Our study possesses several notable advantages. Firstly, by employing a MR design, we were able to emulate a randomized controlled trial. Randomized control features are highly recognized for establishing causality; however, they are often expensive and impractical to implement. In contrast, MR studies effectively mitigate confounding biases by leveraging the random allocation of SNPs during conception. Furthermore, MR studies offer the advantage of addressing reverse causation, which is a common concern in other observational studies. Secondly, we utilized colocalization analysis, a powerful tool for elucidating pleiotropic effects of specific loci on multiple traits. By employing this analysis, we gained valuable insights into the interconnectedness of various traits and their shared genetic underpinnings. Furthermore, our study leveraged GWASs featuring extensive sample sizes. In our analysis, we exclusively employed robust instrumental variables (IVs) that exhibited F statistics greater than 10. This meticulous approach substantially heightened our capacity to identify even the most subtle associations.
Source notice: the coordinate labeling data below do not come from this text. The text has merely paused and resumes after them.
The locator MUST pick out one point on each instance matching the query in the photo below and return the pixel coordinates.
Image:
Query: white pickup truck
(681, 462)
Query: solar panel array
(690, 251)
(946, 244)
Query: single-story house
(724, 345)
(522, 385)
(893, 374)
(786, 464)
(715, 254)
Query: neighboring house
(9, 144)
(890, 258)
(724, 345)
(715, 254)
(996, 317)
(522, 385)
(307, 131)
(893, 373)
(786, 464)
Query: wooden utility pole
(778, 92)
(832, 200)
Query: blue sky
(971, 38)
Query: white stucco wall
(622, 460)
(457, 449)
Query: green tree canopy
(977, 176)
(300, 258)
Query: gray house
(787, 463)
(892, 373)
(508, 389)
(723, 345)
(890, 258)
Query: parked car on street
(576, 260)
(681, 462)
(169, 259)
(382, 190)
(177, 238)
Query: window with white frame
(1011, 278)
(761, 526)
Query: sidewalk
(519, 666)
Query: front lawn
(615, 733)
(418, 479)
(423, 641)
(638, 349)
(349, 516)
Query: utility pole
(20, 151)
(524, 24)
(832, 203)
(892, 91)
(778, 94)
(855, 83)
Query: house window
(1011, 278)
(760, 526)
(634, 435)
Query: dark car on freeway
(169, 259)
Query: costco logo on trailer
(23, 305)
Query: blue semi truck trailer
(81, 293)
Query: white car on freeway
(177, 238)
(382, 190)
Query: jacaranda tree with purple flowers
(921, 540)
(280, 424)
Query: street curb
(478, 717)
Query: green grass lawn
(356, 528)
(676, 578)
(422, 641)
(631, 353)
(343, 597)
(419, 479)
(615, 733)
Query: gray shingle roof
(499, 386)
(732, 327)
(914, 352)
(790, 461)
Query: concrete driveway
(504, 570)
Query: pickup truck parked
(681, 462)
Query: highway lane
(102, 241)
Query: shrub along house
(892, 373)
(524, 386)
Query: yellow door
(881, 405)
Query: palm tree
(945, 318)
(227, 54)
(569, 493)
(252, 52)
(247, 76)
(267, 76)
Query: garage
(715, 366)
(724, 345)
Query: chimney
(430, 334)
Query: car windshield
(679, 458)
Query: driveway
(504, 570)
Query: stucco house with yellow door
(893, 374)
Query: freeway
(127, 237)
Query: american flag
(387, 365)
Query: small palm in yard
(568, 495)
Additionally, we conducted analyses across multiple datasets, reinforcing the robustness and consistency of our findings. Moreover, by focusing our analysis on individuals of European ancestry, we minimized potential biases stemming from population stratification, thus increasing the validity and generalizability of our results.

Nonetheless, it is imperative to acknowledge various constraints in our research. To begin with, during the execution of sensitivity analyses in MR, encompassing weighted median, MR-PRESSO, and MR-Egger intercept tests, we encountered specific limitations. Our analysis predominantly relied on a single SNP as the instrumental variable, which may have constrained the detection of intricate causal relationships and led to an underestimation of the risk of horizontal pleiotropy. While weighted median and MR-Egger tests provide supplementary evidence regarding the robustness of causal effects, their efficacy is contingent upon sample size and the strength of instrumental variables, with MR-Egger being particularly sensitive to instrument imbalance. Additionally, while colocalization analysis helped mitigate bias resulting from linkage disequilibrium, the presence of horizontal pleiotropy could not be completely eliminated, which may introduce confounding effects. Nevertheless, our study sought to overcome this limitation by conducting a thorough colocalization analysis of circulating proteins. This approach enabled us to identify potential candidate genes that could potentially have a causal effect on CKD. It is important to note that performing colocalization analyses can sometimes result in apparent conflicts with the results obtained through Mendelian randomization. However, exercising caution and considering the implications of such discrepancies is often warranted and appropriate. Lastly, in our study, we acknowledged the inclusion of samples from non-European ancestries within the broader datasets. This recognition underscores the necessity of examining the European ancestry proportion to ensure the applicability and relevance of our findings across different populations. In addition, future clinical trials are crucial for confirming its therapeutic potential.

Conclusion

Our study presented evidence that TCEA2, NRG4, and GCKR emerged as promising candidates for targeted drug interventions in CKD. Nevertheless, further validation through future clinical trials is warranted to ascertain their therapeutic potential.